He was lauded as the best of Owen Coyle’s new signings. But if you were ask a room of Latics supporters which of the twelve new players brought in by Coyle has been the most disappointing – the name of Grant Holt would be the one which comes up most.
What has happened to Holt? Is he past his best? Does his style of play suit Latics? Can he still make a major impact on the promotion push for Latics?
Up to this point Holt has made seven starts, with two appearances as a substitute. He has scored two goals, one being a penalty. He was injured in the Middlesbrough match in late August, coming back as a substitute against Blackburn in early October.
In the last two matches, against Rubin Kazan and Charlton, Holt has looked slow and cumbersome.
One cannot say that Holt is past his best. He has not played enough games to tell. But what is noticeable is that when he does play there are more long balls played by Latics. His mere presence causes the midfield to be by-passed.
Two years ago, in Norwich’s first season back in the Premier League, it was a surprise to their supporters to see their icon often being used as an impact player. Before that Holt had been the first name to be written on the team sheet as his 45 league goals helped the Canaries ascend two divisions in consecutive seasons.
However, Paul Lambert used Holt to good effect as a super-sub. By the end of November Holt had scored four Premier League goals, three of them being when he had come on as a substitute. At the end of the season Holt’s record in the Premier League was 15 goals from 24 starts and 12 appearances as a substitute.
Holt can clearly be very effective as an impact player, but the broader question remains – is he the right type of player for Wigan Athletic?
Despite it being the end of October Latics still do not have a defined style of play. The manager continues to tinker on the tactical side and it does not help a squad with so many new players to gel together.

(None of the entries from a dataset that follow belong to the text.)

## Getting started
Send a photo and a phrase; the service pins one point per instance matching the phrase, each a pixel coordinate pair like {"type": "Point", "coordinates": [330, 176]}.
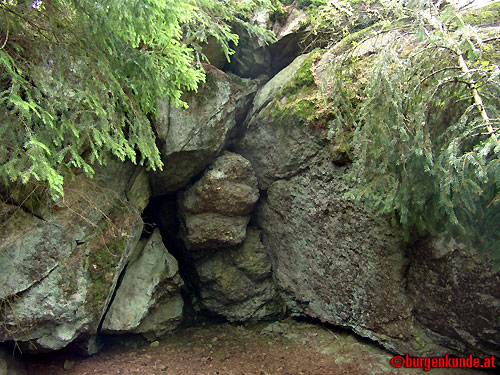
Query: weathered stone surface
{"type": "Point", "coordinates": [456, 295]}
{"type": "Point", "coordinates": [150, 283]}
{"type": "Point", "coordinates": [63, 268]}
{"type": "Point", "coordinates": [228, 187]}
{"type": "Point", "coordinates": [236, 283]}
{"type": "Point", "coordinates": [11, 365]}
{"type": "Point", "coordinates": [269, 90]}
{"type": "Point", "coordinates": [290, 38]}
{"type": "Point", "coordinates": [334, 258]}
{"type": "Point", "coordinates": [191, 138]}
{"type": "Point", "coordinates": [211, 231]}
{"type": "Point", "coordinates": [277, 149]}
{"type": "Point", "coordinates": [251, 57]}
{"type": "Point", "coordinates": [214, 211]}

However, in general Latics try to play the ball through their highly capable midfield for the first 60 minutes. After that the defenders start to loft the ball over their heads, adopting a ‘more direct’ approach.
In the last two matches Holt has been substituted in the 63rd and 76th minute, leaving Marc-Antoine Fortune the task of beating big central defenders to high balls. That is not Fortune’s forte. He is big and powerful certainly, but is much more effective with the ball to his feet. If Latics are to continue to play ‘direct’ in the final third of the game it would make more sense for Holt to be the player coming on, not going off.
Grant Holt has a great reputation as a top professional and a real team player. He will run himself into the ground for Wigan Athletic. He has a superb goalscoring record over the course of his career and is likely to get them out of the Championship, given the right service.
The more cogent question is not so much whether Holt is the right type of player for Latics, but how to get the best out if him.
Holt is as good as anyone in the division in the role as a target man for long balls out of defence. He has the physical strength and technique to hold off two or three defenders, keeping the ball until teammates advance. In fact his enthusiasm is such that you see him actually courting the long pass.
However, Holt’s primary purpose is to score goals. He gets a lot of his goals through headers and deflections and needs the ball coming into the box from the flanks. Up to this point only Jean Beausejour of Latics’ wide players has been able to put quality crosses into the box. Callum McManaman and James McClean have not produced up to this point, but the season is still young.
Maybe we have expected too much from Holt. Given the physical exercion of holding off big opposition defenders he is expected to be sharp and lively in the box. All at 32 years of age.
Coyle needs to be realistic about how to get the best from the big Cumbrian. Give him the right service and don’t allow defenders to take the easy way out with long balls up to him when they are under pressure. Let him receive the ball facing the goal rather than with his back to it.
There will be matches where Fortune or Powell’s mobility will be required rather than Holt’s combativeness. Holt has proved how effective he can be as a super-sub.
Whether Grant Holt has a successful season and gets the goals to take Wigan back up depends on Coyle’s tactical approach.
In the match at Charlton there were signs that Latics were willing to play the ball through midfield when under pressure. Instead of taking the easy route of a long ball to an isolated central striker they sought the counterattack.
Give Holt good service from the flanks, minimize those speculative long balls and we will see the big Cumbrian get a lot of goals.
It is the tactics that have to be right for Holt to succeed.